Lebanese authorities have claimed that Hannibal Gaddafi provided an affidavit during his detention with information on Sadr and his aides’ alleged detention in Libya after their disappearance, but a lawyer for Gaddafi in 2022 dismissed these claims, stating that Gaddafi had been forced to sign a document under duress, without the presence of a lawyer.
Throughout Gaddafi’s imprisonment, Lebanese authorities have released little information on his judicial status and the legal basis for his ongoing detention. It remains unclear which judicial entity periodically signs off on his continued detention, and how often Gaddafi is taken before a judge.
In January 2019, then-Lebanese Justice Minister Selim Jreissati asked the head of the Judicial Inspectorate, the state body in charge of supervising the judiciary and the work of the judges, to assess whether Gaddafi’s continued detention without trial remained judicially relevant, but the results were not made public. Libyan authorities in August 2023 also questioned the legality of Gaddafi’s detention and said that Lebanese authorities should release him and allow him to return to Syria to his family, but Lebanese authorities did not respond.
Under international law, detention is subject to strict due process, in particular informing the person of the reasons for arrest; basing detention on clear domestic law; promptly taking the person before a judge and charging or releasing them; providing a judicial ruling on the legality of detention; the right to a speedy trial or release from detention; and providing regular opportunities to challenge the lawfulness of a long-term detention. Failure to respect such procedural safeguards makes a detention arbitrary.
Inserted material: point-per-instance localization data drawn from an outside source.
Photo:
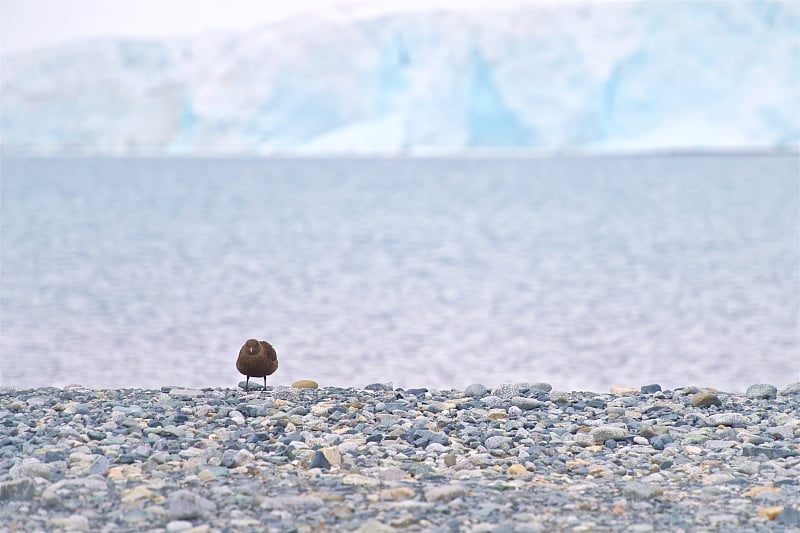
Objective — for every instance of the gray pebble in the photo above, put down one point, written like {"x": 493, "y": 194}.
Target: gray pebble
{"x": 19, "y": 489}
{"x": 445, "y": 493}
{"x": 476, "y": 390}
{"x": 762, "y": 391}
{"x": 186, "y": 505}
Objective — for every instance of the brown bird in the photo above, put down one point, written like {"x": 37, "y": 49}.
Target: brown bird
{"x": 257, "y": 359}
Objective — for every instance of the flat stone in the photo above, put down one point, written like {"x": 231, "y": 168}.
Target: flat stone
{"x": 305, "y": 384}
{"x": 333, "y": 455}
{"x": 496, "y": 442}
{"x": 31, "y": 467}
{"x": 727, "y": 419}
{"x": 179, "y": 525}
{"x": 619, "y": 390}
{"x": 790, "y": 516}
{"x": 19, "y": 489}
{"x": 607, "y": 432}
{"x": 791, "y": 389}
{"x": 560, "y": 397}
{"x": 292, "y": 503}
{"x": 186, "y": 505}
{"x": 525, "y": 403}
{"x": 516, "y": 470}
{"x": 185, "y": 394}
{"x": 72, "y": 523}
{"x": 319, "y": 461}
{"x": 762, "y": 391}
{"x": 444, "y": 493}
{"x": 705, "y": 399}
{"x": 650, "y": 389}
{"x": 396, "y": 493}
{"x": 476, "y": 390}
{"x": 374, "y": 526}
{"x": 640, "y": 491}
{"x": 100, "y": 466}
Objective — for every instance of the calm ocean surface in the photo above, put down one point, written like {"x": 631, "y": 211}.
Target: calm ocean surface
{"x": 583, "y": 273}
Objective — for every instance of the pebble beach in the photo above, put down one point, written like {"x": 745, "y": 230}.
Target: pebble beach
{"x": 513, "y": 458}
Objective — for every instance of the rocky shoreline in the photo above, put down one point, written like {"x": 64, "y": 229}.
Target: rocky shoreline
{"x": 520, "y": 457}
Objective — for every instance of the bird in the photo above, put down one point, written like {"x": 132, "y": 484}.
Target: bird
{"x": 257, "y": 359}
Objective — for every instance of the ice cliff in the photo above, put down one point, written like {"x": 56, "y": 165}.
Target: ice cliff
{"x": 619, "y": 76}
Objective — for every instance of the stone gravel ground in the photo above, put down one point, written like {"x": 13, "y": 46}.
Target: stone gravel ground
{"x": 520, "y": 457}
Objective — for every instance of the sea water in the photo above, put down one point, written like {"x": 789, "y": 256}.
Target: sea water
{"x": 582, "y": 272}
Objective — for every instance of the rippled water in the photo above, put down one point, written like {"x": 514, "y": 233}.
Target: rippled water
{"x": 580, "y": 272}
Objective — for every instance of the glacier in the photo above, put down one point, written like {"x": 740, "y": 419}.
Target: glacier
{"x": 570, "y": 77}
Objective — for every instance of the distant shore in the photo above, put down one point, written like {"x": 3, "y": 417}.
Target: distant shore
{"x": 519, "y": 457}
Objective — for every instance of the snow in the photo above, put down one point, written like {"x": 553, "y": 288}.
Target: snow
{"x": 631, "y": 76}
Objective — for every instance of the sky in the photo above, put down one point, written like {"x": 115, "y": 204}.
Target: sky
{"x": 32, "y": 24}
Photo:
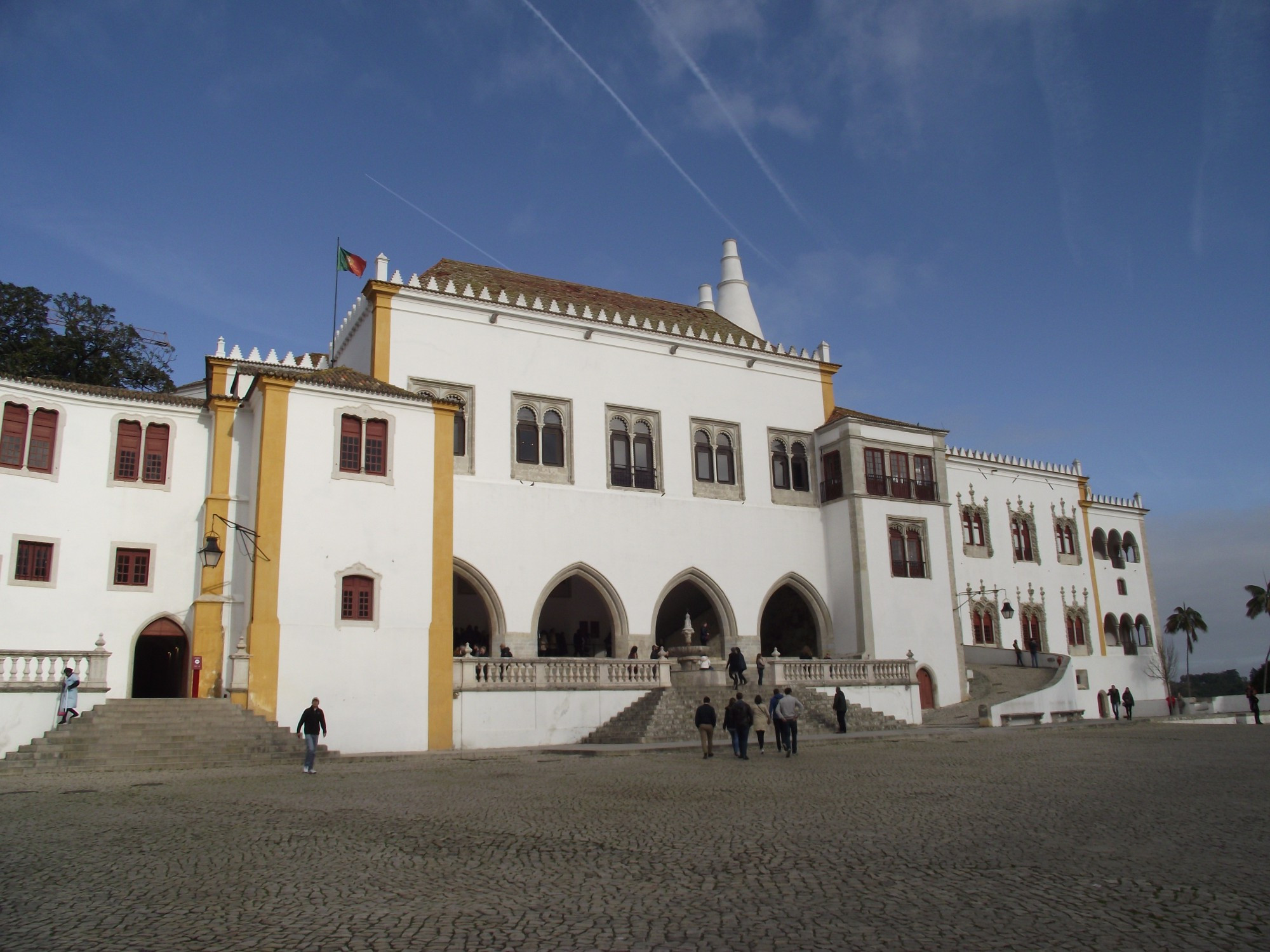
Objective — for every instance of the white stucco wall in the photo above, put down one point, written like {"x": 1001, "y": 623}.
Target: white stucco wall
{"x": 371, "y": 678}
{"x": 514, "y": 719}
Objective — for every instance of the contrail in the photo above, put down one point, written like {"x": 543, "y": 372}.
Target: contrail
{"x": 651, "y": 11}
{"x": 438, "y": 221}
{"x": 648, "y": 135}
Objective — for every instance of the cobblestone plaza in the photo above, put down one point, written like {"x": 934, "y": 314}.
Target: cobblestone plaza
{"x": 1127, "y": 837}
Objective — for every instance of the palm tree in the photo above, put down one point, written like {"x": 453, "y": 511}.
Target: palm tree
{"x": 1259, "y": 604}
{"x": 1189, "y": 621}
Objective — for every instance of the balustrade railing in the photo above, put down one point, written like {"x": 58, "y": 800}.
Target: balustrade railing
{"x": 559, "y": 673}
{"x": 874, "y": 671}
{"x": 43, "y": 671}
Under international law, pretrial detention should be the exception, not the rule.
Article 9 of the Universal Declaration of Human Rights states: “No one shall be subjected to arbitrary arrest, detention or exile.” Article 9 of the International Covenant on Civil and Political Rights (ICCPR), which Lebanon ratified in 1972, specifies that “[n]o one shall be deprived of his liberty except on such grounds and in accordance with such procedure as are established by law.”
“It’s understandable that people want to know what happened to the Imam Sadr,” Salah said. “But it is unlawful to hold someone in pretrial detention for many years merely for their possible association with the person responsible for wrongdoing.”